The runtime of just under eleven hours feels appropriate. The book is not padded. Each section earns its place.
What the TV Adaptation Gets Wrong and the Book Gets Right
At least one Audible reviewer mentions this is the source material for an ABC television series, which is true, and it is worth saying clearly: the book is a different experience from any dramatization. Television requires compression, character selection, narrative arc. The book’s value lies precisely in its refusal of those constraints. It accommodates the sprawl of many voices over four years of war. Listeners who have seen the series should not expect the book to feel like the behind-the-scenes companion. It is the primary document from which the series borrowed, and it is richer for being that.
Who Should Listen, Who Should Skip
Anzac Girls is essential for anyone interested in the female contribution to WWI, Australian and New Zealand military history, or the history of nursing in wartime. It works well for listeners comfortable with a documentary structure that privileges archival voice over narrative momentum. Those expecting a conventional biography or a single propulsive story should adjust their expectations. The rating of 4.4 across 658 reviews reflects a book that has found exactly its audience, which is to say a large and grateful one.
Frequently Asked Questions
Does Anzac Girls cover nurses from both Australia and New Zealand equally?
Rees draws from both Australian and New Zealand nurses’ accounts, though Australian voices are somewhat more prevalent given the archival sources available. The book is explicitly framed as an Anzac history, and it honors both contributions. Listeners interested specifically in New Zealand nurses may want to supplement with other sources.
Is this book based on primary sources, or is it largely Rees’s own analysis?
The book is primarily constructed from letters and diaries written by the nurses themselves. Rees provides context and connective tissue, but the weight of the narrative comes from the women’s own words. This is what gives the book its intimacy and archival authority.
How does this audiobook relate to the ABC television series of the same name?

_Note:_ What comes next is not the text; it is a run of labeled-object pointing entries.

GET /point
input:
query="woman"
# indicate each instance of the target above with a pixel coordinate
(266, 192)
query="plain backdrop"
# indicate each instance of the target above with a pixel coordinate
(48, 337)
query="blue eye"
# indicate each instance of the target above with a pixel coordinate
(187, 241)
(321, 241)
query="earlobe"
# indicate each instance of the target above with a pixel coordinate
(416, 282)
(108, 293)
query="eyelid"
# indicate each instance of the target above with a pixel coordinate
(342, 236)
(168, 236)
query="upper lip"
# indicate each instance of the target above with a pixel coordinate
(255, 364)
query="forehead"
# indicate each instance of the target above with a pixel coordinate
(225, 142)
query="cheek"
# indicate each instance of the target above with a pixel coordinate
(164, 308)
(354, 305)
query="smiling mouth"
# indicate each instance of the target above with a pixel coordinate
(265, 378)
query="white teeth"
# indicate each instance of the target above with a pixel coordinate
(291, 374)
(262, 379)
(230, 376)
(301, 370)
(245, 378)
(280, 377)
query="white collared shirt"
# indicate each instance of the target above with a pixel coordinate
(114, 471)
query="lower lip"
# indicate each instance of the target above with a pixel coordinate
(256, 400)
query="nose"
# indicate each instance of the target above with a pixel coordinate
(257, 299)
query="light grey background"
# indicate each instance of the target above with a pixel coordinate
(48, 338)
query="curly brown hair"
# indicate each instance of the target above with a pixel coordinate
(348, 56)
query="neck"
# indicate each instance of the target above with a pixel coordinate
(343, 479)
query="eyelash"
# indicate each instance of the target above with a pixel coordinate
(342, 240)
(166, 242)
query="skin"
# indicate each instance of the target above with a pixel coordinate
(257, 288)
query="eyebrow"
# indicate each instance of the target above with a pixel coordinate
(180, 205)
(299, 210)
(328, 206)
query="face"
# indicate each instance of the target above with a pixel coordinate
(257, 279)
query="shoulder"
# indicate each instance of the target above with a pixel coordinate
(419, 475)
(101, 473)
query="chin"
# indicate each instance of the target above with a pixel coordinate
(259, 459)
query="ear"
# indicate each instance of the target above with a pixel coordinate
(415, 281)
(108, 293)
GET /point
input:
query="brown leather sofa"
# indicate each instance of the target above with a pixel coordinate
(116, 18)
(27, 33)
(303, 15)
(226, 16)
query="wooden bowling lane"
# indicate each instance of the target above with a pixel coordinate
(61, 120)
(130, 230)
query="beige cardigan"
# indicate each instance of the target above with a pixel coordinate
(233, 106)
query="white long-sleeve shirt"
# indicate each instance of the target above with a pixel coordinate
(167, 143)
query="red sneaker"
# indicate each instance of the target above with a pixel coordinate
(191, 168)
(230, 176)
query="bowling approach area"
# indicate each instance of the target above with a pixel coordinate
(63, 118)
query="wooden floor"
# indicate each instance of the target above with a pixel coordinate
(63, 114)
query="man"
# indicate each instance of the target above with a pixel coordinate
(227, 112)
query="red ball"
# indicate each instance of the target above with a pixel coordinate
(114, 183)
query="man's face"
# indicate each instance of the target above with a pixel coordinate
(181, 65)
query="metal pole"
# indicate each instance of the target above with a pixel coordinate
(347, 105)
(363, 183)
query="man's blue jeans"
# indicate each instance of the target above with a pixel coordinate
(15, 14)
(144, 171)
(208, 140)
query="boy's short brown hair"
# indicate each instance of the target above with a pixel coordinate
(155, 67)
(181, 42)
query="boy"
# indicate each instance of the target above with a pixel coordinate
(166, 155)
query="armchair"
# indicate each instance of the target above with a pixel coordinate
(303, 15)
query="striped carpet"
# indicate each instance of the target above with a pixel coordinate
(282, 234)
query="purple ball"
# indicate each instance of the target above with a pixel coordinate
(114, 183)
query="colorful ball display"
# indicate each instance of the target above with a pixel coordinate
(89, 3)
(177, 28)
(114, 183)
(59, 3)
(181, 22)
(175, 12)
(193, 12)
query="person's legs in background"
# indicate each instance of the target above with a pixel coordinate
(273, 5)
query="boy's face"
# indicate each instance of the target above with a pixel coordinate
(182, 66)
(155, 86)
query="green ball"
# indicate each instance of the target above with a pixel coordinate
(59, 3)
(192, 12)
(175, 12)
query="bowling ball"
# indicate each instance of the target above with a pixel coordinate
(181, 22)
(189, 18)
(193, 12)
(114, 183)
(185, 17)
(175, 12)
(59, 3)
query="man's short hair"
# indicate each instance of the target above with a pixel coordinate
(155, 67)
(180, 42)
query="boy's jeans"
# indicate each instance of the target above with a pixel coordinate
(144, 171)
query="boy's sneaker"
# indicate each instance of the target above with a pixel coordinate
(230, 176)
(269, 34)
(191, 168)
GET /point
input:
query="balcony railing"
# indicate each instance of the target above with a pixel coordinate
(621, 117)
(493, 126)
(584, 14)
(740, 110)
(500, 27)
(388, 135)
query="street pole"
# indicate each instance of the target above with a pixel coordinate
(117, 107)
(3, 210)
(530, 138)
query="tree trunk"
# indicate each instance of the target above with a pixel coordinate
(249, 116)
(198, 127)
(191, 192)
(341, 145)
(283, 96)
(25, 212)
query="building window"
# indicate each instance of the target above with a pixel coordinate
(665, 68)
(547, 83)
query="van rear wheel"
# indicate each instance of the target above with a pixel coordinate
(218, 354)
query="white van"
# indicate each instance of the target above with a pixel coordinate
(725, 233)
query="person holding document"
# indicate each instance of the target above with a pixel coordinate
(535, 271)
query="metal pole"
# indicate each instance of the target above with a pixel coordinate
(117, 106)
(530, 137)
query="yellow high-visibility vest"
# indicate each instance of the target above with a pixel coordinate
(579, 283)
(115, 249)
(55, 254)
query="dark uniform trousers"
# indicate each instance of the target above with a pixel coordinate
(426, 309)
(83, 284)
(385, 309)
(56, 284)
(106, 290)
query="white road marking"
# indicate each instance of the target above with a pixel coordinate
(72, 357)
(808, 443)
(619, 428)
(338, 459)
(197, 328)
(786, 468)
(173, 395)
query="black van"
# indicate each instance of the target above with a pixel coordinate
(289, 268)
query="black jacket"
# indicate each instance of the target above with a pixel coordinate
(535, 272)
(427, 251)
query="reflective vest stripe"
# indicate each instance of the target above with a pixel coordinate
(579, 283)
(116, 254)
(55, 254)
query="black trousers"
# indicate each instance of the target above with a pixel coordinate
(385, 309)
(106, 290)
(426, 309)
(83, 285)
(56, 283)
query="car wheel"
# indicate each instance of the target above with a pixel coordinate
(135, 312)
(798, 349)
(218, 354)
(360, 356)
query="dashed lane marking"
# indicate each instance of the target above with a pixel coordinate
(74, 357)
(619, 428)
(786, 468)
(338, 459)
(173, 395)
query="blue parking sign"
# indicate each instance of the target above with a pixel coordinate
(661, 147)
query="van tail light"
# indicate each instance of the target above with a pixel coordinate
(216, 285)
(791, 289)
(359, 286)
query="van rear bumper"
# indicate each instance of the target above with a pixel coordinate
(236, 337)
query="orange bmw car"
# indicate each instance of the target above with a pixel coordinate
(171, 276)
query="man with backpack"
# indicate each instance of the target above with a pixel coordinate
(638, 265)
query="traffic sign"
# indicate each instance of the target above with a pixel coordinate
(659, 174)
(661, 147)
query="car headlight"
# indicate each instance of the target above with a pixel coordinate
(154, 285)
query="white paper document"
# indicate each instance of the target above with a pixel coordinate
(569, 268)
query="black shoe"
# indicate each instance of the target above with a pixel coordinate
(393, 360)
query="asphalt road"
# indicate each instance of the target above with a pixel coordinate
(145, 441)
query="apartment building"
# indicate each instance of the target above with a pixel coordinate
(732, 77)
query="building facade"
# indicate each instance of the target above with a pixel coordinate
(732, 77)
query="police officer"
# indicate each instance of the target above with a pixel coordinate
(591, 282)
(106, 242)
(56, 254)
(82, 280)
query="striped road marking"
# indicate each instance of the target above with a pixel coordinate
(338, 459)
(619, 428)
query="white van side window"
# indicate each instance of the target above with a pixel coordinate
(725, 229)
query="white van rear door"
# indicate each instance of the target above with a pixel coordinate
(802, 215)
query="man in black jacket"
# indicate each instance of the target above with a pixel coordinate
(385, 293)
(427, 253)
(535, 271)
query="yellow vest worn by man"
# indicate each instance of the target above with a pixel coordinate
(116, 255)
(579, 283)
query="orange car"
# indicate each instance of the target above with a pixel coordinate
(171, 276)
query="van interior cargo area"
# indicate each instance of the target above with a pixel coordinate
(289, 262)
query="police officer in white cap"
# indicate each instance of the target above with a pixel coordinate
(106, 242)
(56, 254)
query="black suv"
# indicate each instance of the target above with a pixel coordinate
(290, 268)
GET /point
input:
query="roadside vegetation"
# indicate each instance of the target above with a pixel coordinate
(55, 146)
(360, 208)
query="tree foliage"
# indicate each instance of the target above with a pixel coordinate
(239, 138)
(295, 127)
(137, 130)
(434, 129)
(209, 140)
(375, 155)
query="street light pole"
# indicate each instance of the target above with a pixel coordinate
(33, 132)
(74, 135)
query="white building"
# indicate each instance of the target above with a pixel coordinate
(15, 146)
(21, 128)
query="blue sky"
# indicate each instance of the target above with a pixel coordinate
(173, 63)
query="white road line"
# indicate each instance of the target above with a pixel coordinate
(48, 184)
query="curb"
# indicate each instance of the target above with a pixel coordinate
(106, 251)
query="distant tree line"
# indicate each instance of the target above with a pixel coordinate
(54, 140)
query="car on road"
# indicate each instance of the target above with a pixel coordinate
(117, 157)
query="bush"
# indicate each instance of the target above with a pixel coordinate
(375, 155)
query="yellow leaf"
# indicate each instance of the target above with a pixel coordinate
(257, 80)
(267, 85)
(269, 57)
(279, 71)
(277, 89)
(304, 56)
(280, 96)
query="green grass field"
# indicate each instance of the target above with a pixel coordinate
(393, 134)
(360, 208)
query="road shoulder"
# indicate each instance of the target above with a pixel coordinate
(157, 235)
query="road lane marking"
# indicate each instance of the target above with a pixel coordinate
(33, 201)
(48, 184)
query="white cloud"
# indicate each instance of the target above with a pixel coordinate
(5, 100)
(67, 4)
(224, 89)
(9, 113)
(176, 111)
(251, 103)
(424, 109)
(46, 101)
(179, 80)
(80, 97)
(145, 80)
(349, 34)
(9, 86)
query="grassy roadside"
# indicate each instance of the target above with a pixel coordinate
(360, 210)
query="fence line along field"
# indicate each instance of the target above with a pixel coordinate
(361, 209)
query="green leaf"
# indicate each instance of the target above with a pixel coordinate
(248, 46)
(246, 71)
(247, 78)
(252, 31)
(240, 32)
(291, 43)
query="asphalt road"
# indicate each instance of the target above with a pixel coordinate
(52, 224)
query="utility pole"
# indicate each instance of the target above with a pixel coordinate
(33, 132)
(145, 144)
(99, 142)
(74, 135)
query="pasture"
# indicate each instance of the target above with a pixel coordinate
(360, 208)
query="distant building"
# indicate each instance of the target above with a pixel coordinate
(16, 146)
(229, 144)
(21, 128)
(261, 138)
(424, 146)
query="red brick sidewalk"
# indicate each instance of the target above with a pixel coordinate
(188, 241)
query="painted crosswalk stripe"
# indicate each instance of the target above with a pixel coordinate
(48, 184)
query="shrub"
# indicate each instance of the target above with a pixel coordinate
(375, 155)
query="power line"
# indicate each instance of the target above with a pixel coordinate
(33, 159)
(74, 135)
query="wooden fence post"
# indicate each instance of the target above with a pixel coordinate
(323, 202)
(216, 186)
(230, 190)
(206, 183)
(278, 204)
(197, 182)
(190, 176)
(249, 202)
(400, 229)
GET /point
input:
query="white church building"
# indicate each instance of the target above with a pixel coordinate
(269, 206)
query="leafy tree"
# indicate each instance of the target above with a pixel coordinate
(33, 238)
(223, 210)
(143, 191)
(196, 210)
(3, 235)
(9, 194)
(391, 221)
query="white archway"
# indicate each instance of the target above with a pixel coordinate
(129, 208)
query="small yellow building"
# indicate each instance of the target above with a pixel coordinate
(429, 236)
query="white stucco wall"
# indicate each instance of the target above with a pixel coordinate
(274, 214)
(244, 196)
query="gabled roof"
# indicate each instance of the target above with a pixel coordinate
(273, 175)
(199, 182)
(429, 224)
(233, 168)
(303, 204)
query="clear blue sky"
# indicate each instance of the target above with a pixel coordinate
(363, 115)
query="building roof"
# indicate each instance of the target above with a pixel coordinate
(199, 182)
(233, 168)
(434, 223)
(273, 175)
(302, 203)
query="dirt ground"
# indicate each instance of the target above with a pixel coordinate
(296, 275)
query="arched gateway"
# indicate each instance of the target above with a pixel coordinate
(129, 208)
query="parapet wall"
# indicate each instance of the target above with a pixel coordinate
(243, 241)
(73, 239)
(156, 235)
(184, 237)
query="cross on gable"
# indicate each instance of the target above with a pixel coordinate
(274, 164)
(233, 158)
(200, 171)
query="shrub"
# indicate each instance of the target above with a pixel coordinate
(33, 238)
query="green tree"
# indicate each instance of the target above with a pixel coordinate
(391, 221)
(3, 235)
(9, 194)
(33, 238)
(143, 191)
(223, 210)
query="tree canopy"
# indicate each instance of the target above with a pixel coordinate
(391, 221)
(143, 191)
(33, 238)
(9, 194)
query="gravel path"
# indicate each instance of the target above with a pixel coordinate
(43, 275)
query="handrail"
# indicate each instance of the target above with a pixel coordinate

The TV series was based on this book. The two are substantially different experiences: the series necessarily compresses and dramatizes, while the book accommodates many more voices and a longer span of the war. Watching the series first may help orient listeners to the key figures, but the book contains far more depth.
Is the content graphic enough to be difficult for sensitive listeners?
Yes, in places. The descriptions of battlefield wounds, surgical conditions, and mass casualties are specific and unflinching, because the nurses wrote about them specifically. Rees does not sensationalize, but the material itself is harrowing. The book is better approached as serious history than casual listening.